The purpose of this study was to (1) pilot a brief assessment tool designed to measure the well-being of youth in foster care, and (2) characterize child well-being using a latent profile analysis (LPA) approach. The goal of this research is to support the development of new approaches to assessment, analysis and interpretation of data which can direct policy and inform the delivery of services to children and families.
Legal guardians for 359 youth in four U.S. states completed a brief electronic survey which asked respondents to assess multiple dimensions of child well-being. Constructs included a five-item measure of difficult behavior (alpha=.88) and three, six-item measures which assessed youths’ social relationships (alpha=.87), sibling relationships (alpha=.88), and emotional well-being (alpha=.91). Confirmatory factor analysis supported construct items loading on their single common factors.
Latent well-being profiles were estimated in R using the tidyLPA package. Models were fit by calculating Loglikelihood, Bayesian Information Criteria, and Entropy statistics across a series of models where variances and covariances were equal or varied. Models with lower BIC and higher entropy indicated a preferred solution. After determining a preferred fitting model, constructs were standardized and profiles were plotted with grouped bar charts to support visual interpretation of the data.

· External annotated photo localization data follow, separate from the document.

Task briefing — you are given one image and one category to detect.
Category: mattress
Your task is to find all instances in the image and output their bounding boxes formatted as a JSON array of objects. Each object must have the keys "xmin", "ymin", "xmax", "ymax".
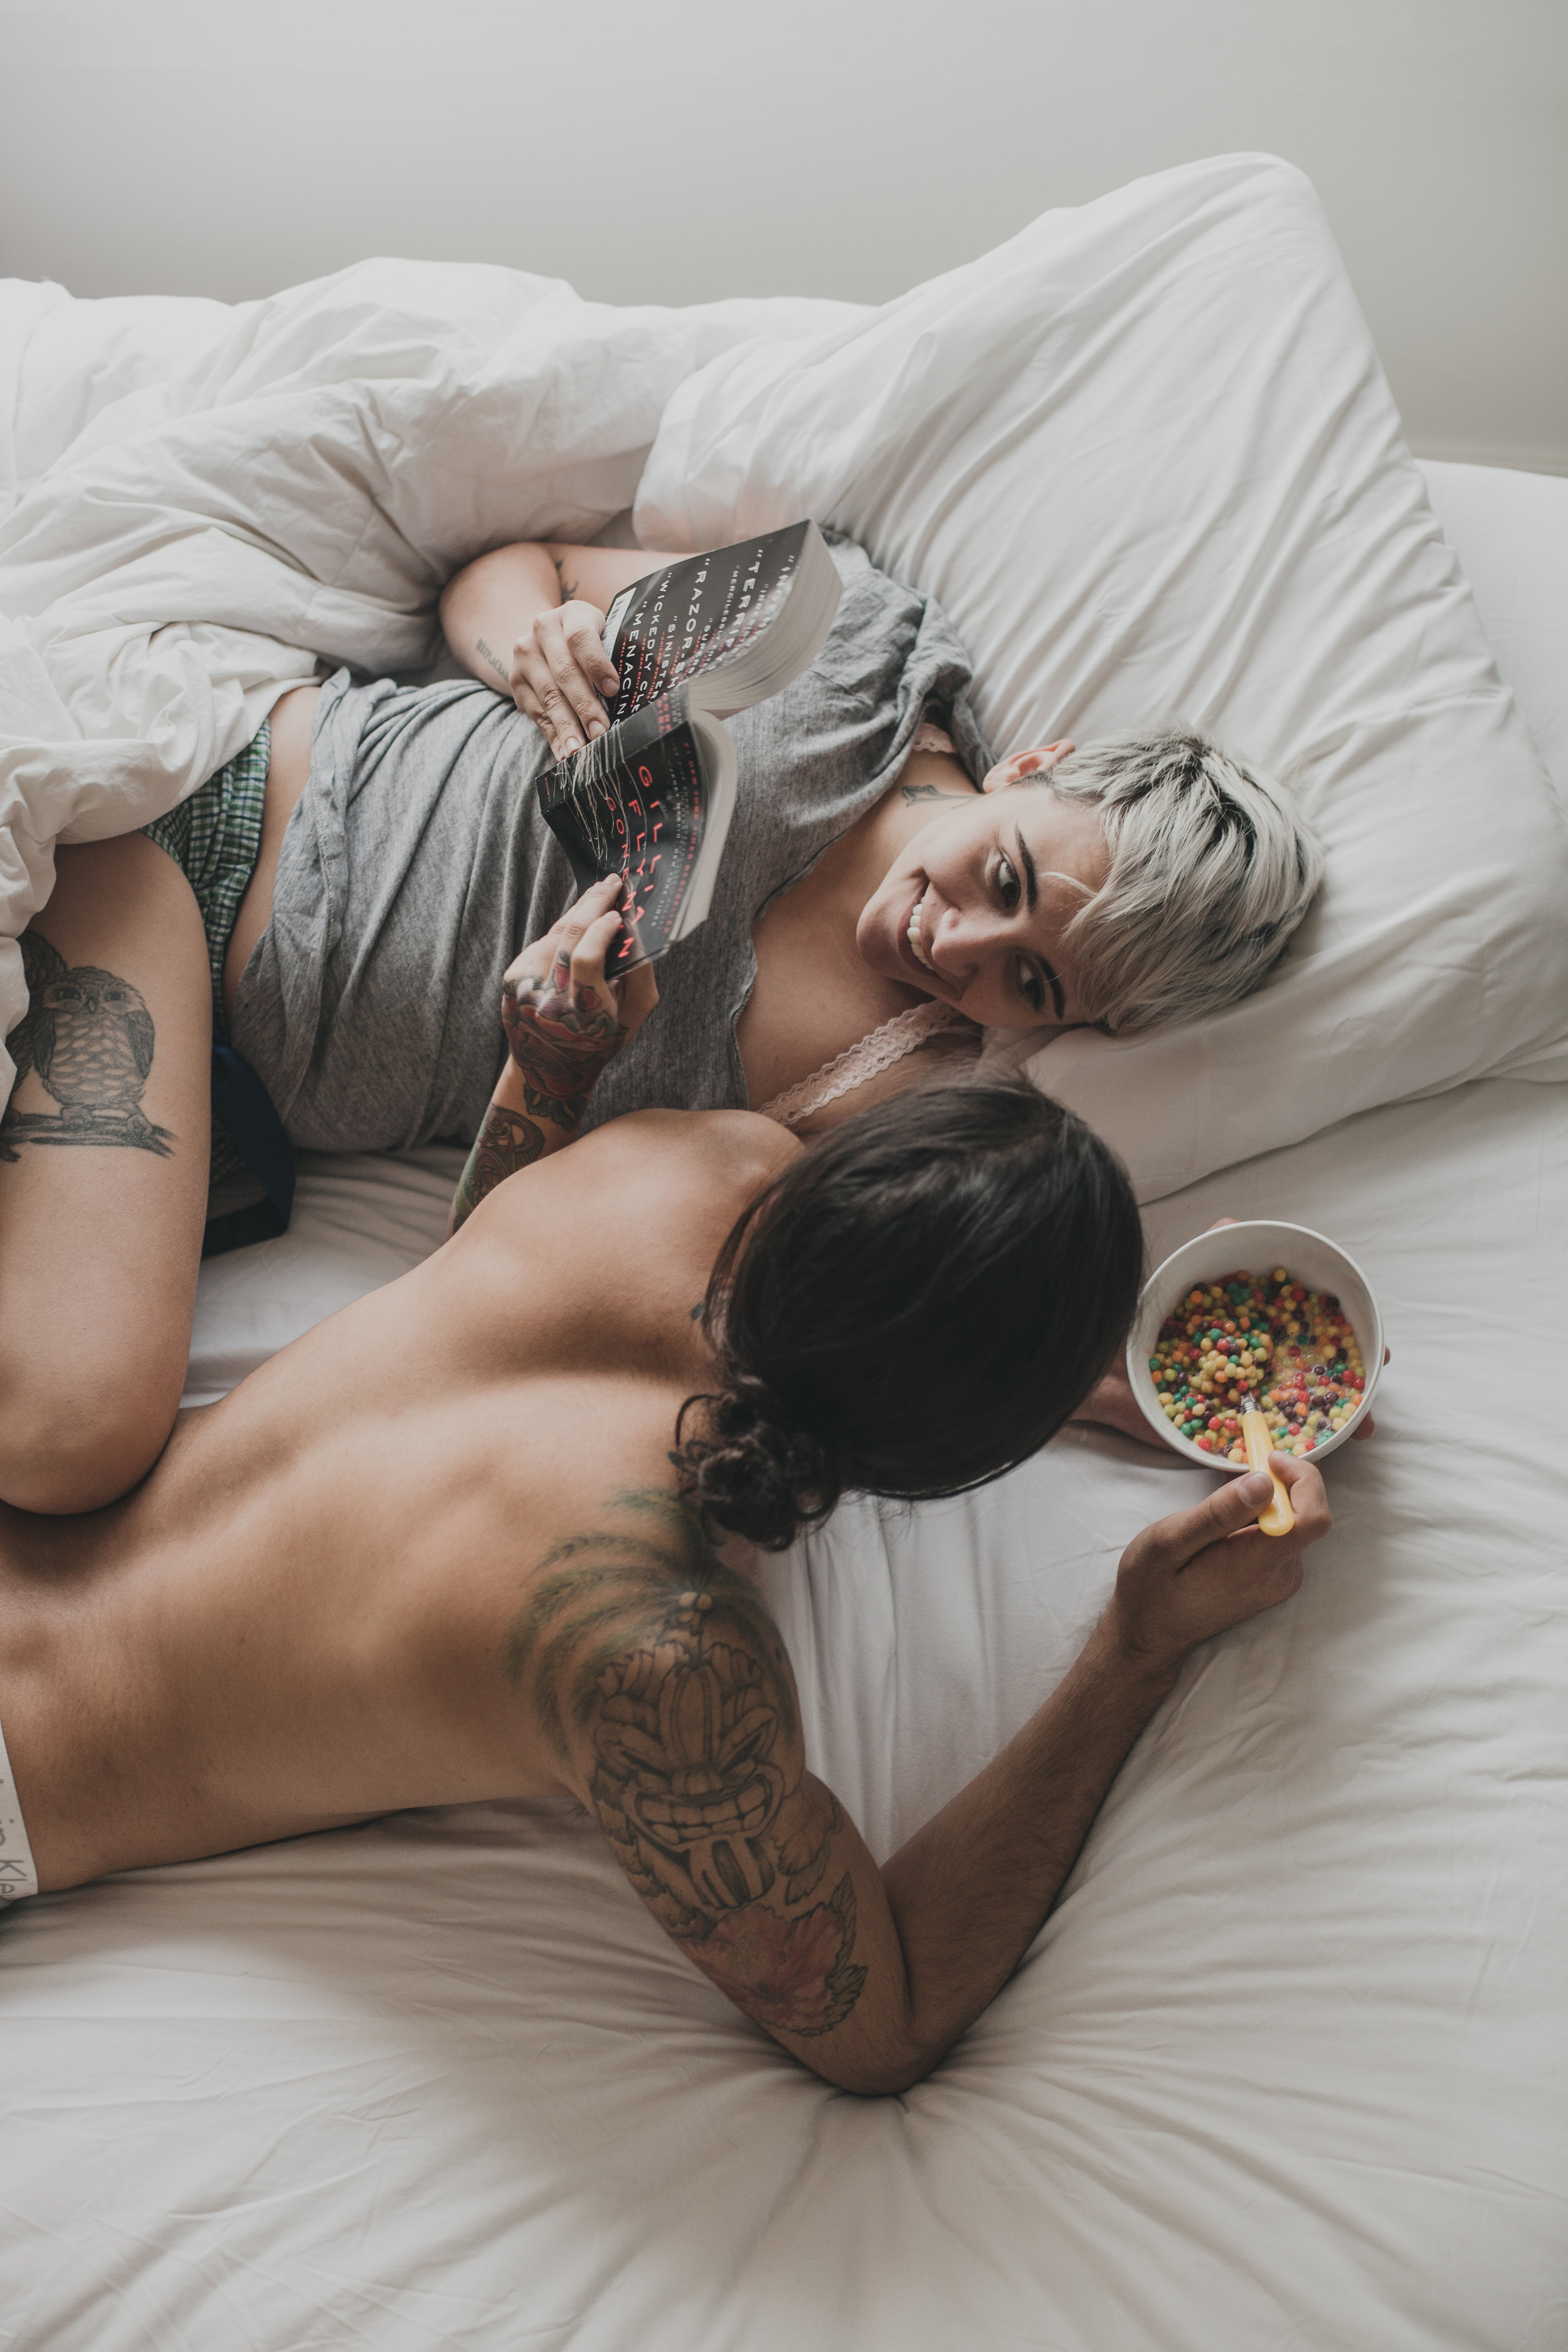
[{"xmin": 3, "ymin": 464, "xmax": 1564, "ymax": 2351}]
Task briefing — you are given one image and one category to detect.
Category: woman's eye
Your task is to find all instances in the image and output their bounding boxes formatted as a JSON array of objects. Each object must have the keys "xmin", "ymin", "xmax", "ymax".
[
  {"xmin": 1017, "ymin": 961, "xmax": 1045, "ymax": 1015},
  {"xmin": 995, "ymin": 854, "xmax": 1020, "ymax": 911}
]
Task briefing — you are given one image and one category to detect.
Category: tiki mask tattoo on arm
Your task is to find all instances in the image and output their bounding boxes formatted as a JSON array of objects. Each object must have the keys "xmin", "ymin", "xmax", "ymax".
[
  {"xmin": 1, "ymin": 928, "xmax": 173, "ymax": 1162},
  {"xmin": 507, "ymin": 1493, "xmax": 868, "ymax": 2040}
]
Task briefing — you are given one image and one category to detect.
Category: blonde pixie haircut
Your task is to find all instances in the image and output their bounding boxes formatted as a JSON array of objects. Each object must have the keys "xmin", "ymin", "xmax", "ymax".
[{"xmin": 1037, "ymin": 730, "xmax": 1323, "ymax": 1034}]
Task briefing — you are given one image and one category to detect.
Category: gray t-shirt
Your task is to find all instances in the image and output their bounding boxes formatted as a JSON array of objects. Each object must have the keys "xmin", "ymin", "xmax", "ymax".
[{"xmin": 231, "ymin": 534, "xmax": 991, "ymax": 1153}]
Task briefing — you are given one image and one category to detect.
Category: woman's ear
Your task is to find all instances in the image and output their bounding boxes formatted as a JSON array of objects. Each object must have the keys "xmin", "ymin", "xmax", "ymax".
[{"xmin": 981, "ymin": 739, "xmax": 1075, "ymax": 794}]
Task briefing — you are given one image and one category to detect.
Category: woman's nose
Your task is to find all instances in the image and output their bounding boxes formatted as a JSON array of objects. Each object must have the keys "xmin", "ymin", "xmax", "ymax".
[{"xmin": 929, "ymin": 900, "xmax": 1001, "ymax": 985}]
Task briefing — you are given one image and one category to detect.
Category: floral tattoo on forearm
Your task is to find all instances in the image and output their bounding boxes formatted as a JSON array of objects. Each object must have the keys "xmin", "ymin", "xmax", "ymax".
[
  {"xmin": 448, "ymin": 945, "xmax": 629, "ymax": 1230},
  {"xmin": 507, "ymin": 1493, "xmax": 868, "ymax": 2040},
  {"xmin": 500, "ymin": 953, "xmax": 627, "ymax": 1132}
]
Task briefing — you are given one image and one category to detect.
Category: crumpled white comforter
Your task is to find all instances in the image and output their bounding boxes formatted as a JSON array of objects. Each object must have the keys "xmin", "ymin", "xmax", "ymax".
[{"xmin": 0, "ymin": 262, "xmax": 859, "ymax": 1099}]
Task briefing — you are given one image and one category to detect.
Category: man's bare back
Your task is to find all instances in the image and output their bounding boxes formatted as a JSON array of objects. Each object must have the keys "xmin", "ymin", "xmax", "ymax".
[
  {"xmin": 0, "ymin": 1078, "xmax": 1330, "ymax": 2094},
  {"xmin": 1, "ymin": 1110, "xmax": 793, "ymax": 1890}
]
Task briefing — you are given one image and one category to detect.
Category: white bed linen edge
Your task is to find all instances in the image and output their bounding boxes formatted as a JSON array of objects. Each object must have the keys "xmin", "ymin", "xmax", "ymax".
[{"xmin": 1420, "ymin": 458, "xmax": 1568, "ymax": 807}]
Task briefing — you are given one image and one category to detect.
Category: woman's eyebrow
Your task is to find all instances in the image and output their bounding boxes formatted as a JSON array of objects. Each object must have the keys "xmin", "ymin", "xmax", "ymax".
[
  {"xmin": 1014, "ymin": 825, "xmax": 1066, "ymax": 1017},
  {"xmin": 1014, "ymin": 825, "xmax": 1039, "ymax": 914}
]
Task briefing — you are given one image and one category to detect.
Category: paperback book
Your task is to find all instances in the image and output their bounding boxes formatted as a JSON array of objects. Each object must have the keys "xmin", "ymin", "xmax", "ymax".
[{"xmin": 538, "ymin": 521, "xmax": 841, "ymax": 970}]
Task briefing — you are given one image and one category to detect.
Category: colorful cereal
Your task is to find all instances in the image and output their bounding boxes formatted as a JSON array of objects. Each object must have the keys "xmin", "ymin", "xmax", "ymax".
[{"xmin": 1147, "ymin": 1267, "xmax": 1365, "ymax": 1462}]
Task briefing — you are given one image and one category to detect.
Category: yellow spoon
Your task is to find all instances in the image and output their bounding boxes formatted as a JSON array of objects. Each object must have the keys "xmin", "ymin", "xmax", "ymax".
[{"xmin": 1239, "ymin": 1394, "xmax": 1295, "ymax": 1537}]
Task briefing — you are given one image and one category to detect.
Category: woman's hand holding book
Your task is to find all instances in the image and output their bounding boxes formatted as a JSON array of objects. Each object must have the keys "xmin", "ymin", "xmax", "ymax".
[
  {"xmin": 509, "ymin": 600, "xmax": 621, "ymax": 758},
  {"xmin": 447, "ymin": 877, "xmax": 658, "ymax": 1236},
  {"xmin": 501, "ymin": 875, "xmax": 659, "ymax": 1114}
]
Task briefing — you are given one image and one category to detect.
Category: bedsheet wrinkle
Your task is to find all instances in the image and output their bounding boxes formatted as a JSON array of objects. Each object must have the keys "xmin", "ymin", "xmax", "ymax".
[{"xmin": 6, "ymin": 1073, "xmax": 1561, "ymax": 2352}]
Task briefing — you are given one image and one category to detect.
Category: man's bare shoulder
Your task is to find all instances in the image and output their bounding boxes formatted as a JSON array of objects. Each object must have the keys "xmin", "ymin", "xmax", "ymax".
[
  {"xmin": 589, "ymin": 1108, "xmax": 801, "ymax": 1189},
  {"xmin": 475, "ymin": 1108, "xmax": 799, "ymax": 1246},
  {"xmin": 503, "ymin": 1484, "xmax": 793, "ymax": 1769},
  {"xmin": 436, "ymin": 1110, "xmax": 800, "ymax": 1370}
]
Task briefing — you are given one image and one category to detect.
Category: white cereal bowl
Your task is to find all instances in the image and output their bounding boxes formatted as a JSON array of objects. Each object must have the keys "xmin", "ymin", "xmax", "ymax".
[{"xmin": 1125, "ymin": 1219, "xmax": 1385, "ymax": 1472}]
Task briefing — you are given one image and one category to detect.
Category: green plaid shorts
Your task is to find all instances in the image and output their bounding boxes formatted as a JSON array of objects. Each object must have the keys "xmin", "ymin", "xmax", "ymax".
[{"xmin": 142, "ymin": 721, "xmax": 270, "ymax": 1183}]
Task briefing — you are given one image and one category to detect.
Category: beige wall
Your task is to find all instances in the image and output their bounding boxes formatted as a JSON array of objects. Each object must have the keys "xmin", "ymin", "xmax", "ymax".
[{"xmin": 2, "ymin": 0, "xmax": 1563, "ymax": 472}]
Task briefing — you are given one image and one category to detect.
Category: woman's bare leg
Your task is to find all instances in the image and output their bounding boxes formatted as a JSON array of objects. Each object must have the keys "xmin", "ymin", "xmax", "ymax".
[
  {"xmin": 0, "ymin": 834, "xmax": 211, "ymax": 1512},
  {"xmin": 223, "ymin": 684, "xmax": 319, "ymax": 1019}
]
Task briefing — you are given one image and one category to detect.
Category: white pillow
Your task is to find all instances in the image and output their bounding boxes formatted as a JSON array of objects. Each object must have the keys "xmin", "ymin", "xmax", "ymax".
[
  {"xmin": 1418, "ymin": 459, "xmax": 1568, "ymax": 810},
  {"xmin": 635, "ymin": 155, "xmax": 1568, "ymax": 1200}
]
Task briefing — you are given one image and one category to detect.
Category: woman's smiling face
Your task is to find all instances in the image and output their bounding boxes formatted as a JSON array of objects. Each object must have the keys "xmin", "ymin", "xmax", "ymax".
[{"xmin": 854, "ymin": 746, "xmax": 1110, "ymax": 1031}]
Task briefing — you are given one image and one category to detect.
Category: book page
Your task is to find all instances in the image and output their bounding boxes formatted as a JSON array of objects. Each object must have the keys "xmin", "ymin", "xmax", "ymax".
[{"xmin": 602, "ymin": 524, "xmax": 809, "ymax": 723}]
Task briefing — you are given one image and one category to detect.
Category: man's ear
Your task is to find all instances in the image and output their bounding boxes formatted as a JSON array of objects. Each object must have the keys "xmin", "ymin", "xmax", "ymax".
[{"xmin": 981, "ymin": 739, "xmax": 1074, "ymax": 794}]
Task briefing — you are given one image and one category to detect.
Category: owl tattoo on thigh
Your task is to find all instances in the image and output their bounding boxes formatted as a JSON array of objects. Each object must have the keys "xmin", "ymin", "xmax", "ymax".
[{"xmin": 1, "ymin": 930, "xmax": 173, "ymax": 1159}]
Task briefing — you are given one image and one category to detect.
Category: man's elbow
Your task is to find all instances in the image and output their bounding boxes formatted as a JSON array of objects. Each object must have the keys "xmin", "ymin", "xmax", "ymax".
[
  {"xmin": 773, "ymin": 1970, "xmax": 960, "ymax": 2096},
  {"xmin": 793, "ymin": 2036, "xmax": 943, "ymax": 2099},
  {"xmin": 840, "ymin": 2060, "xmax": 934, "ymax": 2099}
]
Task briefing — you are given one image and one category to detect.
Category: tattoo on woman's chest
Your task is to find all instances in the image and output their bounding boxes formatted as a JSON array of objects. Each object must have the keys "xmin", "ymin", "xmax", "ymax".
[{"xmin": 900, "ymin": 781, "xmax": 973, "ymax": 806}]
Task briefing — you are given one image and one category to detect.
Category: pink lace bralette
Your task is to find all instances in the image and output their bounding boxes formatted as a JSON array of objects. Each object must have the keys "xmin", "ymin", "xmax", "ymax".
[{"xmin": 756, "ymin": 719, "xmax": 973, "ymax": 1131}]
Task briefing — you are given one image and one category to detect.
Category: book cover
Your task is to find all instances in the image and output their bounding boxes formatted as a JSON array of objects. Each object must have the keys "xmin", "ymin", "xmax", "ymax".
[
  {"xmin": 538, "ymin": 689, "xmax": 708, "ymax": 972},
  {"xmin": 538, "ymin": 521, "xmax": 837, "ymax": 971}
]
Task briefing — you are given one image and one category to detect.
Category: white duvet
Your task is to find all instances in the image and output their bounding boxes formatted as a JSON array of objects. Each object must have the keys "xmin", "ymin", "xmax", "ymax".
[{"xmin": 0, "ymin": 262, "xmax": 857, "ymax": 1098}]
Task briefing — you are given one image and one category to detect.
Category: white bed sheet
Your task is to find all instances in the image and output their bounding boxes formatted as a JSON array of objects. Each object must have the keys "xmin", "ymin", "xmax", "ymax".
[
  {"xmin": 8, "ymin": 1073, "xmax": 1563, "ymax": 2352},
  {"xmin": 3, "ymin": 468, "xmax": 1565, "ymax": 2350}
]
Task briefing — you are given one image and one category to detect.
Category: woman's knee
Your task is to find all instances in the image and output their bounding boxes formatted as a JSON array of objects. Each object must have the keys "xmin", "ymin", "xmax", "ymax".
[{"xmin": 0, "ymin": 1368, "xmax": 179, "ymax": 1514}]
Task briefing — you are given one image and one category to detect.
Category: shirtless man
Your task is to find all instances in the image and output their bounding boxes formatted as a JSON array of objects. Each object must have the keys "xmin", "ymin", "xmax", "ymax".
[{"xmin": 0, "ymin": 901, "xmax": 1329, "ymax": 2095}]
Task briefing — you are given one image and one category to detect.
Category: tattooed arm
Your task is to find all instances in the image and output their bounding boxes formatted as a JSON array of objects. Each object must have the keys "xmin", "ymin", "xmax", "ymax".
[
  {"xmin": 448, "ymin": 875, "xmax": 659, "ymax": 1237},
  {"xmin": 438, "ymin": 541, "xmax": 684, "ymax": 758},
  {"xmin": 513, "ymin": 1468, "xmax": 1330, "ymax": 2094},
  {"xmin": 509, "ymin": 1494, "xmax": 890, "ymax": 2083}
]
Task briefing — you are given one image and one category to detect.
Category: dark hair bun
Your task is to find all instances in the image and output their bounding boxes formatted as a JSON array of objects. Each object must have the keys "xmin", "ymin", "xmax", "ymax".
[
  {"xmin": 674, "ymin": 1076, "xmax": 1142, "ymax": 1551},
  {"xmin": 674, "ymin": 1377, "xmax": 840, "ymax": 1552}
]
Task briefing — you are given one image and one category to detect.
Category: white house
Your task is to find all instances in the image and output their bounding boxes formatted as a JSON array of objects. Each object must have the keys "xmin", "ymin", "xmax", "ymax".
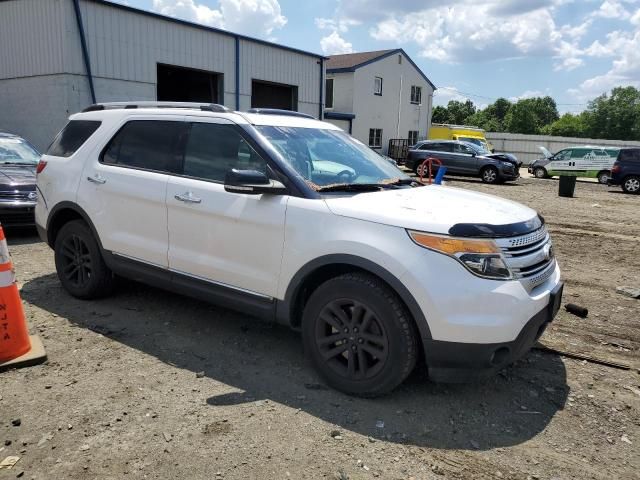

A 4-profile model with equal variances and covariances fixed to zero best fit the data (LL=1317.98, BIC=2771.28, Entropy=.90). Well-being profiles included youth who were “thriving” (high ratings across all constructs; n=50), “surviving” (near-zero rating across all constructs; n=196), “concerning” (moderately low ratings across all constructs), and “alarming” (significant behavior problems and moderately low ratings across other constructs; n=29).
Child welfare systems are in need assessment tools and analytic techniques that provide substantive and interpretable feedback which can inform the delivery of services to children and families. This study provides preliminary support for the use of web-based data capturing and LPA techniques to establish easily interpretable, multidimensional graphical representations of foster youth well-being. Future research should examine the potential of automated information systems to support real-time feedback for latent modeling approaches (e.g., LCA, multilevel analysis, latent transition analysis, covariate modeling) to better explain the complex phenomena which define child welfare practice.